Minister Papanastasiou outlined that these projects are tailored to nurture young entrepreneurship, amplify competitiveness, and promote energy efficiency among small and medium-sized enterprises. Additionally, they will facilitate digital transformation, endorse circular economy initiatives, fortify large enterprises, and support the modernization and establishment of units specializing in the processing and marketing of agricultural products.
Furthermore, an additional €120 million is set to be disbursed through the “Save and Upgrade” initiative targeting housing, which indirectly is a lever to spur entrepreneurship. In a bid to curtail consumer energy expenditure, the Ministry has unveiled grant schemes via the Renewable Energy Sources and Energy Conservation Fund, boasting a cumulative budget surpassing €80 million for 2022 and 2023.
The Minister revealed that the fund now meticulously reviews over 2,000 applications monthly. Specifically in Paphos district, over 1,000 households reaped the benefits of the fund's schemes in 2022, a figure projected to double this year courtesy of enhanced incentives.
On the topic of industrial areas and zones in Paphos district, Minister Papanastasiou mentioned ongoing efforts to address enduring issues by fostering infrastructure modernization, project upgrades, and sanitation endeavors in collaboration with local authorities.

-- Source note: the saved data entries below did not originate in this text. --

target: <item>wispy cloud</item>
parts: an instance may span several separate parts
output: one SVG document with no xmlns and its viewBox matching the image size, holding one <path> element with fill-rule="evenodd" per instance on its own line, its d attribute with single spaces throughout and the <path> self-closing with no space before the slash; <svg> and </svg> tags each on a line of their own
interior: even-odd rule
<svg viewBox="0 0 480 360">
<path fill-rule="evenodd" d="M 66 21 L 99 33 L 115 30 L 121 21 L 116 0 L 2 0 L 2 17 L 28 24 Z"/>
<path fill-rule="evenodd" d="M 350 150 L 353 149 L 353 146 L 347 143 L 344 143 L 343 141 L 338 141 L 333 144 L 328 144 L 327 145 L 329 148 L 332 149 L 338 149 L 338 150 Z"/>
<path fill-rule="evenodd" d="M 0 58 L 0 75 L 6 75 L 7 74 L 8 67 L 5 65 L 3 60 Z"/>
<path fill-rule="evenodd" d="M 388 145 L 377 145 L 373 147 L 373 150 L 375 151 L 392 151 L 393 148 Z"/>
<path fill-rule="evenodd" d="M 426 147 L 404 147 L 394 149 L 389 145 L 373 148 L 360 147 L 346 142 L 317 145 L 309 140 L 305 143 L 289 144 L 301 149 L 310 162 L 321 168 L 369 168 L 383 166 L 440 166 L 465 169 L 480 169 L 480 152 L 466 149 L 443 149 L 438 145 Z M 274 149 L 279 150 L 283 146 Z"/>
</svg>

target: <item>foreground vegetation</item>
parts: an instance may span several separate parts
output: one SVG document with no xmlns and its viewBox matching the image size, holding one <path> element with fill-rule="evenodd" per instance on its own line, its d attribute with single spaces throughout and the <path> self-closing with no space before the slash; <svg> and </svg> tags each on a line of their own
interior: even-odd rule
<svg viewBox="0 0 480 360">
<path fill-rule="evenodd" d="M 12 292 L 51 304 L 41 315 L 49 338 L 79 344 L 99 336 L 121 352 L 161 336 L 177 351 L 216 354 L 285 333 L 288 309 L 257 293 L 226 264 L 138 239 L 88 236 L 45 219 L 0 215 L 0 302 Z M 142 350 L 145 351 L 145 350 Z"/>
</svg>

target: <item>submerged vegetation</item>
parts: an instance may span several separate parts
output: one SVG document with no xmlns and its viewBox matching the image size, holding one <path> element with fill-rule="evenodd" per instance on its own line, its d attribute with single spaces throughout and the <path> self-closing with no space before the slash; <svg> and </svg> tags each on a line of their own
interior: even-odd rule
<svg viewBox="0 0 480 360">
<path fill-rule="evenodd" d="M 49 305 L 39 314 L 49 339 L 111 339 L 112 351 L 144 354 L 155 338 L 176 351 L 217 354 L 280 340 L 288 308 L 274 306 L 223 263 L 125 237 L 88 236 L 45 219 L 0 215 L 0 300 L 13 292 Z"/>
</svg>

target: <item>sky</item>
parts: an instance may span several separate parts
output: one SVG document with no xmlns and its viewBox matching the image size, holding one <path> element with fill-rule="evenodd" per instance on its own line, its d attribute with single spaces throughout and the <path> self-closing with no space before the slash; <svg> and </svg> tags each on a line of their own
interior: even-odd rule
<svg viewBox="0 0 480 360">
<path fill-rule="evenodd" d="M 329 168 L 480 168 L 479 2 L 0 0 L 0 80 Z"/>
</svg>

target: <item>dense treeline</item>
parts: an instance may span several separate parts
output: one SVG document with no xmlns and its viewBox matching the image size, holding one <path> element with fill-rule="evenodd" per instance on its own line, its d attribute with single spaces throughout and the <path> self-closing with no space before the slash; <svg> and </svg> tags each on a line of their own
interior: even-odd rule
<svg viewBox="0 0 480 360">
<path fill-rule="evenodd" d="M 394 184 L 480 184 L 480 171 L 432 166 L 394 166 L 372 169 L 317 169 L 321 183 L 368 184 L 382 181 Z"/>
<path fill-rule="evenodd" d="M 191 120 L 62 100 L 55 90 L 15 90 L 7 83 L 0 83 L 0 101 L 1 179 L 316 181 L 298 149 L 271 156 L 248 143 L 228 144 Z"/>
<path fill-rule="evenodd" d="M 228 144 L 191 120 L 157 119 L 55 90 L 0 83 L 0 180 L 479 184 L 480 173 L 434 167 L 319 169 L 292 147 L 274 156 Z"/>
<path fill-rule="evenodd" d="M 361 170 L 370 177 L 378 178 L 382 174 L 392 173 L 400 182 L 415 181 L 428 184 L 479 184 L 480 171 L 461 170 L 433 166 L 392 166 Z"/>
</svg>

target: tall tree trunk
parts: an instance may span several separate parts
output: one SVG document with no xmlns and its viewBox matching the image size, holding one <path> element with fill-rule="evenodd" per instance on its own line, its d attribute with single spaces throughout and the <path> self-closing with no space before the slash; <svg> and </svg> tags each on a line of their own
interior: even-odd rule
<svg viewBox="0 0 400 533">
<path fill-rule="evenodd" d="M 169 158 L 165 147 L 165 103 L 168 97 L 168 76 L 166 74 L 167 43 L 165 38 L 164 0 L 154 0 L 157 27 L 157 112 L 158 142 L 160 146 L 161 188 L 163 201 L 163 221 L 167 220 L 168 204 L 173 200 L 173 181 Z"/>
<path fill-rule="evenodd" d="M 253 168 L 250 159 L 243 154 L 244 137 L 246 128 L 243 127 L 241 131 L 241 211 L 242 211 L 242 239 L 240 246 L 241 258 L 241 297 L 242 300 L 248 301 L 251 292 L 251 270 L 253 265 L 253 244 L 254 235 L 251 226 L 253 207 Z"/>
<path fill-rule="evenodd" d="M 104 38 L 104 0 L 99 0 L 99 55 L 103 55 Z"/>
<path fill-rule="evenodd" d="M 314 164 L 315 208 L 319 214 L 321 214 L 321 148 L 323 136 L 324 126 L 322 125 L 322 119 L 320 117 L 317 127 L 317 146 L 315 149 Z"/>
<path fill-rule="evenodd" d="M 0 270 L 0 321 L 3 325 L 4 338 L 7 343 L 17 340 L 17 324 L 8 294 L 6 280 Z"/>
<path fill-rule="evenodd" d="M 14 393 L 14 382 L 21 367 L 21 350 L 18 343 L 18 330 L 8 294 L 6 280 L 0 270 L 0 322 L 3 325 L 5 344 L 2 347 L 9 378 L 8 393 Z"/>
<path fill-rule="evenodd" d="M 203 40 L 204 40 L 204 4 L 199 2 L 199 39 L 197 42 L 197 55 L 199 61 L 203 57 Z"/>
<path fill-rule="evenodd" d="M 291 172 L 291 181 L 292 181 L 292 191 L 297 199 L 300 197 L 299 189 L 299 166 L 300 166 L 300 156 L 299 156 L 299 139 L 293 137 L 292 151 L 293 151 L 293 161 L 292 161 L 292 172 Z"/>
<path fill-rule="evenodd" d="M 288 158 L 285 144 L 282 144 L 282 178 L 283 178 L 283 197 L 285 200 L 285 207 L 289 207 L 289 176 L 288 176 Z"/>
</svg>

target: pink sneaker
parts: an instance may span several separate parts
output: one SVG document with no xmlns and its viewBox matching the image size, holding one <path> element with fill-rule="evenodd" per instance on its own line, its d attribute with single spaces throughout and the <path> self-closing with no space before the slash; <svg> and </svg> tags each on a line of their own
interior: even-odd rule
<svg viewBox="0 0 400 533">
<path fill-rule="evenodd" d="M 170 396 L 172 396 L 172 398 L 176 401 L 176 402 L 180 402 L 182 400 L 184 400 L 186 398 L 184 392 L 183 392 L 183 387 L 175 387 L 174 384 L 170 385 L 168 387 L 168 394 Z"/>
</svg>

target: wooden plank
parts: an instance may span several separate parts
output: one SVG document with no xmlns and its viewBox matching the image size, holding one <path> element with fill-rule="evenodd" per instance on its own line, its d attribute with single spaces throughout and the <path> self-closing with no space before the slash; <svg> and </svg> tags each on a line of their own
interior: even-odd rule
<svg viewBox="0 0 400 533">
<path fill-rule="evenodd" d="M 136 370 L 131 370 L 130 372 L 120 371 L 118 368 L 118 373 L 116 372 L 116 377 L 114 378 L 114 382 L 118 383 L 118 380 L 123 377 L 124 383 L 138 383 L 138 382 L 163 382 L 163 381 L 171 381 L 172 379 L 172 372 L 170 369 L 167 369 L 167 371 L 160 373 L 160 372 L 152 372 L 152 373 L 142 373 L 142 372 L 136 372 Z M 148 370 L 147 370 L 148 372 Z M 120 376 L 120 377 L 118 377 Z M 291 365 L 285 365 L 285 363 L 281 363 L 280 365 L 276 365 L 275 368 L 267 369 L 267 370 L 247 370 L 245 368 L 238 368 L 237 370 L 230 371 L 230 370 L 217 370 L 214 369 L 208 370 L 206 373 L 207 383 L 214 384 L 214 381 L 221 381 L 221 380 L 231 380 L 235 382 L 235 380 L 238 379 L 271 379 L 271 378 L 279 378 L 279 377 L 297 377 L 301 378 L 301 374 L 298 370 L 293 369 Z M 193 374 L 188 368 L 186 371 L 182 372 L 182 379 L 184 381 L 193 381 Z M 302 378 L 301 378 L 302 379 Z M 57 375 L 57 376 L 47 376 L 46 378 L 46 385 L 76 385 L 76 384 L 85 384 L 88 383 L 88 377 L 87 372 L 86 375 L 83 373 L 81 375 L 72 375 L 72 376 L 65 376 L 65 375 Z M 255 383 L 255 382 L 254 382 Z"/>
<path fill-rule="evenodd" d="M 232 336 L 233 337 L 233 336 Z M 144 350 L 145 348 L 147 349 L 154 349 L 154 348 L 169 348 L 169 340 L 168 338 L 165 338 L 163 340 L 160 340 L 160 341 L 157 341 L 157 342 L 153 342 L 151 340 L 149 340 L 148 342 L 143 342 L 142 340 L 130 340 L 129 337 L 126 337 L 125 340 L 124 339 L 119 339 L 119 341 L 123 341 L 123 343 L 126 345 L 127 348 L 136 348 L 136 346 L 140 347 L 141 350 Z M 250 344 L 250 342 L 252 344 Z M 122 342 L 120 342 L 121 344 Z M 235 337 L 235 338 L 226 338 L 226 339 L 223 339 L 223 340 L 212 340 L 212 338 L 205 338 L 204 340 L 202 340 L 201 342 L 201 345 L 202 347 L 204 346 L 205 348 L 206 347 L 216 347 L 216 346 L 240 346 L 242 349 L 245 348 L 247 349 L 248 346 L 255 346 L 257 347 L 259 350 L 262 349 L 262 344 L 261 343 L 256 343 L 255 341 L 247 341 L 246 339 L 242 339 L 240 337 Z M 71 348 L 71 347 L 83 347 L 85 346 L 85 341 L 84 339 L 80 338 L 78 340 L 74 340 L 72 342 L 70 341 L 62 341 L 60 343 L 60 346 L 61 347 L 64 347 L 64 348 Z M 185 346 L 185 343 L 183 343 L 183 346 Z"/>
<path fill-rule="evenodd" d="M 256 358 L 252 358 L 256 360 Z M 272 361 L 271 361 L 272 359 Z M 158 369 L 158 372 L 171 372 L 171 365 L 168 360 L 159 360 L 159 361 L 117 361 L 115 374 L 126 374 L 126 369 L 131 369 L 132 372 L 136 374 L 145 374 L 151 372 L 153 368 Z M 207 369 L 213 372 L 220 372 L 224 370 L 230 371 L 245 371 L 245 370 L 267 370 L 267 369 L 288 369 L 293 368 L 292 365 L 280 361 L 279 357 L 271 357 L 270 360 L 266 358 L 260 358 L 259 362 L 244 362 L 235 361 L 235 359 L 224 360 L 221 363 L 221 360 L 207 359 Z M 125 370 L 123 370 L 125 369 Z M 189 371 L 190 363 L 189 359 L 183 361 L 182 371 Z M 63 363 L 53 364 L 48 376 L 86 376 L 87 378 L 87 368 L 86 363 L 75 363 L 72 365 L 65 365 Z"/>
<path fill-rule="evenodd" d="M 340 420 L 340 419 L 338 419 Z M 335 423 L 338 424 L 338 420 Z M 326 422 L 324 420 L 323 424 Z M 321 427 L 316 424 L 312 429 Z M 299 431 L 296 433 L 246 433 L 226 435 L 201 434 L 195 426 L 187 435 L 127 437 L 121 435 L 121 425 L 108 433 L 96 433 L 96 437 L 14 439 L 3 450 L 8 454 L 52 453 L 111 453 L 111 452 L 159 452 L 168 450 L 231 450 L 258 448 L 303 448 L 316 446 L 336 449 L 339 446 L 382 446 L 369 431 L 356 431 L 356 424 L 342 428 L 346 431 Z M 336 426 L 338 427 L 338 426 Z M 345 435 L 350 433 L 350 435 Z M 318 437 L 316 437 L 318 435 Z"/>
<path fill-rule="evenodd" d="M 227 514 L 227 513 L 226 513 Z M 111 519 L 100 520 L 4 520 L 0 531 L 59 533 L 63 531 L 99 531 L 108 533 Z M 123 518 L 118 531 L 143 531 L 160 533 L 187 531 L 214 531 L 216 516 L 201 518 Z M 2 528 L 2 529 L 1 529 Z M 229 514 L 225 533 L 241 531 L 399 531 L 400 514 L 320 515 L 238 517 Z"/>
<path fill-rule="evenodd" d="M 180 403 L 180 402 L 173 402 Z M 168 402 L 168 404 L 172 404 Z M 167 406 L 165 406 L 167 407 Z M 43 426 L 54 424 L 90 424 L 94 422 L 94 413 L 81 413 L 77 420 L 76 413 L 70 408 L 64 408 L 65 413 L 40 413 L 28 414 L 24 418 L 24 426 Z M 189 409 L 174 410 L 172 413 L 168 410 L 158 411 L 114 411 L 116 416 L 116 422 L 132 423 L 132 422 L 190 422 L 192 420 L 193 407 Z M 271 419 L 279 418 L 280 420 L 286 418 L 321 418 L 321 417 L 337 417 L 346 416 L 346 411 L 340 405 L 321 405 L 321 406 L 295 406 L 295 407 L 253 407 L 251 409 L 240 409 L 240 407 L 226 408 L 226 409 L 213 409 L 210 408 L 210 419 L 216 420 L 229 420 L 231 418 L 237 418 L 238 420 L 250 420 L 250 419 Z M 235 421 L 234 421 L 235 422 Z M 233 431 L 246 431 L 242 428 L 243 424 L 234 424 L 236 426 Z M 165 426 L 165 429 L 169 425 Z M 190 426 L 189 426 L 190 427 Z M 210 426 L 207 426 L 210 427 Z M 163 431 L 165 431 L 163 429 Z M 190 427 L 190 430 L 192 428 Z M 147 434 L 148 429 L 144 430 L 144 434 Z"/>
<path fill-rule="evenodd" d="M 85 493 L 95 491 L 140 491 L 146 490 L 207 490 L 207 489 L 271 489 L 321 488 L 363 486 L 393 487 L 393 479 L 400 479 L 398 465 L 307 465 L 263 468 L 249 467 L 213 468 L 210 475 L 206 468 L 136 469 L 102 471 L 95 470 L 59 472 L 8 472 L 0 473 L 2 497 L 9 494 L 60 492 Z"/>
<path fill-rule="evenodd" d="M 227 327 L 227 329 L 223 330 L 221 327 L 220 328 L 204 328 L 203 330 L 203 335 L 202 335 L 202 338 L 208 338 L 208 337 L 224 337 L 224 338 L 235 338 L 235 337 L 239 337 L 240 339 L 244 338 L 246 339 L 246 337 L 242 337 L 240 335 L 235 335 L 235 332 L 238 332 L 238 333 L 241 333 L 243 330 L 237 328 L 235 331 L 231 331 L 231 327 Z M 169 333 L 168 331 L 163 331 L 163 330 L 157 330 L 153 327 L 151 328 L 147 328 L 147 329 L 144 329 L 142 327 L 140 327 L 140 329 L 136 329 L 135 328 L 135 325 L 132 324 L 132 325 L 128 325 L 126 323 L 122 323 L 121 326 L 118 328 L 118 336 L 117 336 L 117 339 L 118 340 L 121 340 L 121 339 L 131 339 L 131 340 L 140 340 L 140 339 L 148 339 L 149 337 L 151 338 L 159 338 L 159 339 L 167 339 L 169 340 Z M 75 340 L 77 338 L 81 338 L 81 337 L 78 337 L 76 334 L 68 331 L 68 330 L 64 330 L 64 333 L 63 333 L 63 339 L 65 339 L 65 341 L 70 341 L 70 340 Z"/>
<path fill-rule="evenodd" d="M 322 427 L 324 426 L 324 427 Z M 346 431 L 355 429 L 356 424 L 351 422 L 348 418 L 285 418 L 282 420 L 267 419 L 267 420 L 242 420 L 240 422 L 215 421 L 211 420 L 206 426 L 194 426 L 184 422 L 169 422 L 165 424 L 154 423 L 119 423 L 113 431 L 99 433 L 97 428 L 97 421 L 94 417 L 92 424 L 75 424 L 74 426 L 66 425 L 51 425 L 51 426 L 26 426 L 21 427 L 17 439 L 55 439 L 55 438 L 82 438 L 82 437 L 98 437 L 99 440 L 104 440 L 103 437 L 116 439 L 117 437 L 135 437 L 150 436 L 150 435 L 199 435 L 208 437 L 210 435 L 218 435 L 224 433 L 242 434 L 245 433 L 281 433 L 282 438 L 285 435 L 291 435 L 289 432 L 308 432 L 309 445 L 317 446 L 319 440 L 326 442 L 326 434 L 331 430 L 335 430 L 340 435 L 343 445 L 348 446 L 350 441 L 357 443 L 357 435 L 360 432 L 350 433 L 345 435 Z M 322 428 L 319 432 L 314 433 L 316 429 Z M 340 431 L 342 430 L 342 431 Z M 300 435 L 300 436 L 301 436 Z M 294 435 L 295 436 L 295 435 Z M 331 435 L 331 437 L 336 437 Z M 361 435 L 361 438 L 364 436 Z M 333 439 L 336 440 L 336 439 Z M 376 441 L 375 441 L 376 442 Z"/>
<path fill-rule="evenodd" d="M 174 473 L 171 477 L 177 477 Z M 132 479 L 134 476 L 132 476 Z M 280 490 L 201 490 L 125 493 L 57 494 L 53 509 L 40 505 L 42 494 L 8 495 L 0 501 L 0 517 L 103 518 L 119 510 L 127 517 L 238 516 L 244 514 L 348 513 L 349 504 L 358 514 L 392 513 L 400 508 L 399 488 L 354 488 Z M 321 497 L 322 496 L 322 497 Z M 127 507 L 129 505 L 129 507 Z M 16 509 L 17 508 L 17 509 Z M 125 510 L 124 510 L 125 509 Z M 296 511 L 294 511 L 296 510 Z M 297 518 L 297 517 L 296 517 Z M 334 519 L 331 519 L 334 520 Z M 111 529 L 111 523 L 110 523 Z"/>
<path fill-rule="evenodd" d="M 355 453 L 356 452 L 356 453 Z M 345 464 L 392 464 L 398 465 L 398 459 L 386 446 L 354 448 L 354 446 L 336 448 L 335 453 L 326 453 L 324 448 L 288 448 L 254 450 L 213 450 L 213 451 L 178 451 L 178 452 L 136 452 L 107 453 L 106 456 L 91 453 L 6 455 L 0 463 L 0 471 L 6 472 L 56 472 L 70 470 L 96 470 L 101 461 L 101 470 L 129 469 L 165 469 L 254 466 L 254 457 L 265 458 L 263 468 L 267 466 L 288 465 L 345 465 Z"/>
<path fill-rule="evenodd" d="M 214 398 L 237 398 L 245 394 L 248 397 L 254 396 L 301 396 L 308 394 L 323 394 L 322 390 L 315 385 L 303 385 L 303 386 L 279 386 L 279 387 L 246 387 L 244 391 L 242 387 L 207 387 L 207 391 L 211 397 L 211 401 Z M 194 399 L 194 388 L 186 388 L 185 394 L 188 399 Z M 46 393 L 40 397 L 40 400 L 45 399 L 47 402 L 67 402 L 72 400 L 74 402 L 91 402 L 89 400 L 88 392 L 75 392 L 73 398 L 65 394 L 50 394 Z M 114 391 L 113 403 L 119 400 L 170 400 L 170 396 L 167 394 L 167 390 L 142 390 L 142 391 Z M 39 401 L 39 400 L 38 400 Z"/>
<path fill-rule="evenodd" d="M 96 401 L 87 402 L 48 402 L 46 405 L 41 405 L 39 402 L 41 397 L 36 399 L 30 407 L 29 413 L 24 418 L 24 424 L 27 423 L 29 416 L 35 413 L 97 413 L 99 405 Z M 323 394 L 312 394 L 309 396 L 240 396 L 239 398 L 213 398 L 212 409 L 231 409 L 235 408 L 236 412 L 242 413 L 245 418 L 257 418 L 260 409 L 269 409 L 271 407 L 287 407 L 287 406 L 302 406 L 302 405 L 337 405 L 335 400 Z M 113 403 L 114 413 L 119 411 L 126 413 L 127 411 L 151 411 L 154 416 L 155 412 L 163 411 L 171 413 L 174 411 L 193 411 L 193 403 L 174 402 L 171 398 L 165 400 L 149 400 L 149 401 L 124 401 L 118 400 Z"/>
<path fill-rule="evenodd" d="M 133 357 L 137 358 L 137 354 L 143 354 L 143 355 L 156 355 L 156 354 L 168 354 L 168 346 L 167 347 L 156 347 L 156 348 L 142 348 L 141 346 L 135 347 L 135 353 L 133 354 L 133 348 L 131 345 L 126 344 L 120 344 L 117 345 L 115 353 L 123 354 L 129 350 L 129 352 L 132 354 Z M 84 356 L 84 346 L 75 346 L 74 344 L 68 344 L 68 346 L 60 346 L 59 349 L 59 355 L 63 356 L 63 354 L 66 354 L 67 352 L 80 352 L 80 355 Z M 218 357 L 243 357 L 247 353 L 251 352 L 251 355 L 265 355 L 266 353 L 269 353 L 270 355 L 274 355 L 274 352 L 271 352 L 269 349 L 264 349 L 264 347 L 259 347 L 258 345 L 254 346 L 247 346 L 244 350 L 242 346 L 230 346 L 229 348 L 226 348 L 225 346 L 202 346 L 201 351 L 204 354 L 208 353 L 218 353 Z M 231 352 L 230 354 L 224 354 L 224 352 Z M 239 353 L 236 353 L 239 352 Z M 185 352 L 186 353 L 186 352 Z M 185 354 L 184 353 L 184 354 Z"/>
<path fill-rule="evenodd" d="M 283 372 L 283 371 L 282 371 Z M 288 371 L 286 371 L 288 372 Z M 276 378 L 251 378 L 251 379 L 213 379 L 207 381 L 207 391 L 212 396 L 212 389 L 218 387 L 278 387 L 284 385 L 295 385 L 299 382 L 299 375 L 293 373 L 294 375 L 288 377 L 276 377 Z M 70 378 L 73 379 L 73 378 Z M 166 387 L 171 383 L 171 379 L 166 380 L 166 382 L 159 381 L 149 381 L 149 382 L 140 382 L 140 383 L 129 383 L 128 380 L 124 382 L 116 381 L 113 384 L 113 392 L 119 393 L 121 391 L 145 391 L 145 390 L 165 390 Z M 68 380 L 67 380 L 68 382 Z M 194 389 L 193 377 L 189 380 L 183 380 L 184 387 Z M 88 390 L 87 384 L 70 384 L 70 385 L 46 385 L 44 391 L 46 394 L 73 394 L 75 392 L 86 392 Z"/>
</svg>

A notable mention was the forthcoming bridge project linking Mesogi Industrial Area to Tremithousa Industrial Zone, spearheaded by the Ministry alongside the Department of Public Works, slated to kick off in 2024 and conclude in 2025, with an allocated budget of €2 million.
In his remarks, the re-elected president of the Paphos Chamber of Commerce and Industry, George Mais, emphasized the necessity of collaborative efforts among the government, parliament, productive classes, and trade union movement to navigate through global political and economic challenges. He acknowledged the significant growth witnessed in Paphos during 2022 and 2023, particularly in the tourism sector, buoyed by investments chiefly in the real estate domain.
Mais also highlighted that Paphos magnetizes approximately 39% of the total tourist influx annually, with a significant number originating from the UK, Central European nations, Greece, and Israel. He expressed optimism for an uptick in visitors from Scandinavian countries and emerging markets such as Poland, Austria, Baltic nations, and Middle Eastern countries, underscoring the promising prospects lying ahead.
Furthermore, George Mais, has called upon the government to bolster entrepreneurship in light of the challenges faced by the Paphos business community, exacerbated by the war in Ukraine and developments in the Middle East.
According to Mais, these challenges are rooted in global economic uncertainty, inflationary pressures, high interest rates, and a lack of decisive action by the political system to implement necessary reforms. He expressed that businesses are in a precarious position, which needs to be acknowledged as it threatens the overall economy of the region.
Mais emphasized the need for the government to take concrete steps such as providing incentives (tax, planning, and others) to encourage business operations, mergers, and restructuring of companies. Additionally, he urged for improvements in the business environment by reducing bureaucracy and implementing essential institutional reforms, including expedited justice among others.
He also pointed out that the banking system is not conducive for businesses. Besides the high interest rates imposed by banks, they have significantly increased their other charges, becoming very stringent in responding to financing requests and providing liquidity to businesses, he noted.
The Paphos Chamber of Commerce president called on the government to address these distortions in these three sectors and strive to rectify them. He stressed that it's untenable for businesses to face excessive state bureaucracy and system inadequacy daily, on top of the significant risks they undertake.
Solutions need to be found here and now, as entrepreneurship is being shaken and tormented on a daily basis, Mais concluded.